Organizacja Polskiego Przemysłu Poszukiwawczo-Wydobywczego (OPPPW), zrzeszająca większość firm mających w naszym kraju koncesje łupkowe, mocno krytykuje nowe rozwiązania prawne mające regulować działalność branży.
– Mimo publicznych deklaracji ze strony polskiego rządu nadal zauważamy, że nasze główne postulaty nie zostały uwzględnione. OPPPW wciąż liczy na konstruktywny dialog, który pozwoli na wprowadzenie regulacji, które zachęcą przemysł do dalszych inwestycji w sektorze, z korzyścią nie tylko własną, ale, jak sądzę, także dla całego kraju – twierdzi Marcin Zięba, dyrektor generalny OPPPW.
Niechciany operator
Słowa krytyki dotyczą zwłaszcza zmian proponowanych przez resort środowiska w datowanym na 15 maja projekcie prawa geologicznego i górniczego oraz w niektórych innych ustawach. OPPPW twierdzi, że w szczególności nie zostały uwzględnione kluczowe uwagi dotyczące funkcjonowania państwowego Narodowego Operatora Kopalin Energetycznych (NOKE), który ma mieć udziały w koncesjach rozpoznawczo-wydobywczych.

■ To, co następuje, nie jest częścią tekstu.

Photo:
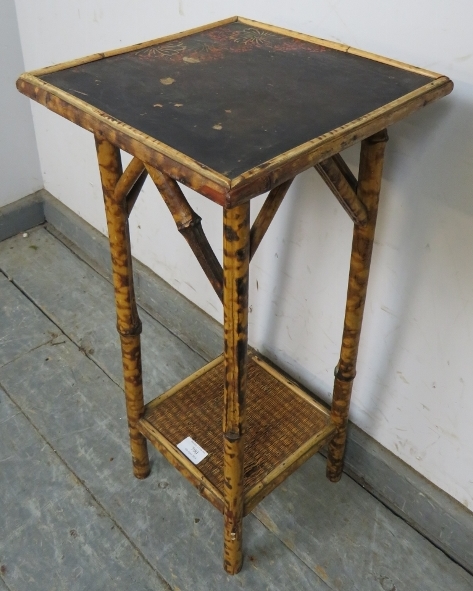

Chodzi m.in. o brak regulacji umożliwiającej prowadzenie działalności bez NOKE, gdy nie ma on wystarczających środków na udział w kosztach konsorcjum. Utrzymano też zasadę, że udział operatora i NOKE w zyskach z działalności na podstawie jednej koncesji nie może być łącznie niższy niż 50 proc.
Branża domagała się, aby jednoznacznie określić, czy uczestnictwo NOKE w pracach poszukiwawczo-wydobywczych będzie się wiązać z koniecznością stosowania przez konsorcjum przepisów o zamówieniach publicznych, gdy będą zawierane umowy z podmiotami zewnętrznymi. Na razie bezskutecznie.